Alors que les solutions technologiques évoluent à marche forcée, Anna Gallotti pointe aussi l'importance de la formation continue et rappelle que chez ICF, le renouvellement de la certification – obligatoire tous les 3 ans – implique de prouver que l'on a suivi au moins 40 heures de formation sur la période.

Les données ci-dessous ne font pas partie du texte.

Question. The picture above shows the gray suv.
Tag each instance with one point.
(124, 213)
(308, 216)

À bon entendeur, ICF France organise ses journées de professionnalisation 2025 les 5 et 6 novembre prochains à Marseille sur le thème : « L'IA, alliée ou défi ? S'ouvrir au coaching de demain ». En savoir plus : coachfederation.fr/jpro-2025-lia-alliee-ou-defi-reinventer-le-coaching-pour-demain/

COMITÉ IA ICF
Co-présidé par Anna Gallotti, le Comité IA est le groupe de travail d'ICF dédié à l'intelligence artificielle. Créé il y a deux ans avec l'objectif d'alimenter une réflexion experte et de produire des recommandations de bonnes pratiques, le Comité IA bénéficie depuis mars 2025 d'une directrice de l'intelligence artificielle à temps plein en la personne de Susan Caesar. À charge pour elle de piloter la réflexion, de fédérer les initiatives dans le secteur du coaching IA et d'organiser l'activité de formation. Une première conférence aura lieu le 24 juillet 2025.